[Rückblick] Oktober 2018

Wenn ich dem Oktober dieses Jahr einen Beinamen geben müsste, wäre es irgendwas in Richtung der ‚Abbrecher‘. Ich kann mich wirklich nicht daran erinnern, jemals zuvor so viel abgebrochen zu haben. Dafür bin ich aber mal wieder etwas aus dem Quack gekommen und habe doch noch einiges gelesen bekommen, darunter ein paar neue Herzensbücher sowie -natürlich!- jede Menge Comics und Manga.
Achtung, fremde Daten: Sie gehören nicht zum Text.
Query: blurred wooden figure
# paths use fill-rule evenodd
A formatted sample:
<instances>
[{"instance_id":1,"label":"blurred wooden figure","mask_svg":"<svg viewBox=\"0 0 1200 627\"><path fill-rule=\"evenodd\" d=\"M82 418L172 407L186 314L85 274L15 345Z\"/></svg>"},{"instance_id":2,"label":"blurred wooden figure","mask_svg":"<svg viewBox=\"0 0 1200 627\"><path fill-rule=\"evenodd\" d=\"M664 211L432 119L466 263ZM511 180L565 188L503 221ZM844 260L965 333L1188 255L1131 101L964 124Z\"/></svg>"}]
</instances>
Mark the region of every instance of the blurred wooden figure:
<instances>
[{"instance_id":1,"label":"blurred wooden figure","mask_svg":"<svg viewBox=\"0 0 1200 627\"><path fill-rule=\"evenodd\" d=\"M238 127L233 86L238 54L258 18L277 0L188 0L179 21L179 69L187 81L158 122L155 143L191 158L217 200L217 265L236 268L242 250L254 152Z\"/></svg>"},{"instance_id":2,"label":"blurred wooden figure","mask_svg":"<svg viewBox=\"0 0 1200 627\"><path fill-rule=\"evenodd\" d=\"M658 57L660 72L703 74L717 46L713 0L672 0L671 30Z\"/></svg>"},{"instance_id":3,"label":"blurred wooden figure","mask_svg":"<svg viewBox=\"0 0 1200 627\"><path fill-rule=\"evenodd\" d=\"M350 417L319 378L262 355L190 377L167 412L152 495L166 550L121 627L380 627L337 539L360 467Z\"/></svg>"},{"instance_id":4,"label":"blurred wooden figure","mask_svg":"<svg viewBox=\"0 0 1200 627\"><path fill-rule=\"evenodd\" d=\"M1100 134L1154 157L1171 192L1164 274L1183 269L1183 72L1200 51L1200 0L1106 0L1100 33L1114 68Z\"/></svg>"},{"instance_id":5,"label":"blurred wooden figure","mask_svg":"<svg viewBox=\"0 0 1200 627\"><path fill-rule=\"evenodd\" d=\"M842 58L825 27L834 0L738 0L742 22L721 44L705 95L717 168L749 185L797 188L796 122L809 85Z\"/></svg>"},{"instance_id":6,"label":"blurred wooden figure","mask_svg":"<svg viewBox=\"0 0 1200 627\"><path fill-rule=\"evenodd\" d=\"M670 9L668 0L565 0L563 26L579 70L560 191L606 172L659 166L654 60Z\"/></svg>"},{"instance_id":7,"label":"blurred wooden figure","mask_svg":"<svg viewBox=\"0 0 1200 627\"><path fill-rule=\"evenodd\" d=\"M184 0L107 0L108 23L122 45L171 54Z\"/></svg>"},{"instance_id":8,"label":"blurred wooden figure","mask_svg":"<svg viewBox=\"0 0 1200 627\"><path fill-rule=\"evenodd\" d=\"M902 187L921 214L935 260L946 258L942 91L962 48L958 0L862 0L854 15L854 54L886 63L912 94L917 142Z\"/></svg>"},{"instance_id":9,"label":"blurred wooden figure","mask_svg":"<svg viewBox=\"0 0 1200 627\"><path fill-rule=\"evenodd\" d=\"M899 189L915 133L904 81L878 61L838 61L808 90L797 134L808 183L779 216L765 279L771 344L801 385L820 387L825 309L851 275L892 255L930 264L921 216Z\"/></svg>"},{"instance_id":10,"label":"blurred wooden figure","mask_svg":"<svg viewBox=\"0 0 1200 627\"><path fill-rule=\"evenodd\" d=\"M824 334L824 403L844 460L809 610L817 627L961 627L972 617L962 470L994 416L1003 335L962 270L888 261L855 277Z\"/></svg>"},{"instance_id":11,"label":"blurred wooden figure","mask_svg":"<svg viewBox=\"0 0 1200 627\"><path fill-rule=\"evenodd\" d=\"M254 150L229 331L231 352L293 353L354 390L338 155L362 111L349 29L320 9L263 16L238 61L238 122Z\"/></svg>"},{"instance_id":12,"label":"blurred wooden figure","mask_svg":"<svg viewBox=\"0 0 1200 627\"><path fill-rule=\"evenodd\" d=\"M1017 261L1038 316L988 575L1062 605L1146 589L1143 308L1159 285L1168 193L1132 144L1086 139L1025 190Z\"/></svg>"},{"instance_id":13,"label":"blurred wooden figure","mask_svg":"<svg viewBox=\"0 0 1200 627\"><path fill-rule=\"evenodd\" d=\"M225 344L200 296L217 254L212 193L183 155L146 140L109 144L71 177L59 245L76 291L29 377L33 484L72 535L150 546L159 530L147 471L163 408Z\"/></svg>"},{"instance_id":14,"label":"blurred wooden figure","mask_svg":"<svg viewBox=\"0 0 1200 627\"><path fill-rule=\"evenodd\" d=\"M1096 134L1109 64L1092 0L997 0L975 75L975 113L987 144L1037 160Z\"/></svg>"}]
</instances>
Höhepunkt: The Golem and the Jinni
Tiefpunkt: Wink Poppy Midnight
Hörbücher: I’m Thinking of Ending Things | The Golem and the Jinni The Hike | City of Ghosts | The Seven Deaths of Evelyn Hardcastle | Dead Air | Geek Actually
Gelesene Seiten: ca. 3.764
Ø Bewertung: 2,65
 / 5 

Fangen wir mit den Abbrüchen an, denn fünf Titel wollte ich schlussendlich ab einem  gewissen Punkt nicht mehr weiter lesen. Bei A Little Life könnte ich mir zumindest noch mal vorstellen, es in einigen Jahren wieder zu probieren, denn das erste Viertel mochte ich eigentlich gerne. Das Problem ist nur, dass den Charakteren so viel schlimmes geschieht und es dadurch ein sehr herunterziehendes Buch ist. Und wenn man ein gutes Jahr lang nicht weiterlesen mag, macht es irgendwann keinen Sinn mehr aus weiter als aktuelle Lektüre mitzuschleppen, oder?

Von Geek Actually hatte ich mir eigentlich locker-leichte Unterhaltung gewünscht, und „a sexy, geeky contemporary women’s fiction series that follows the lives of five diverse, nerdy women as they navigate work, love, life, and the internet“ hört sich im ersten Moment super an. Leider haben mich die Charaktere in der ersten Episode aber direkt furchtbar genervt, vor allem Aditi. Aufgaben aufschieben ist eine Sache, davor weglaufen eine ganz andere und wenn man einen guten Kompromiss angeboten bekommt, dann nimmt man den doch an?! Für Erwachsene Frauen haben sich alle fünf ziemlich kindisch aufgeführt.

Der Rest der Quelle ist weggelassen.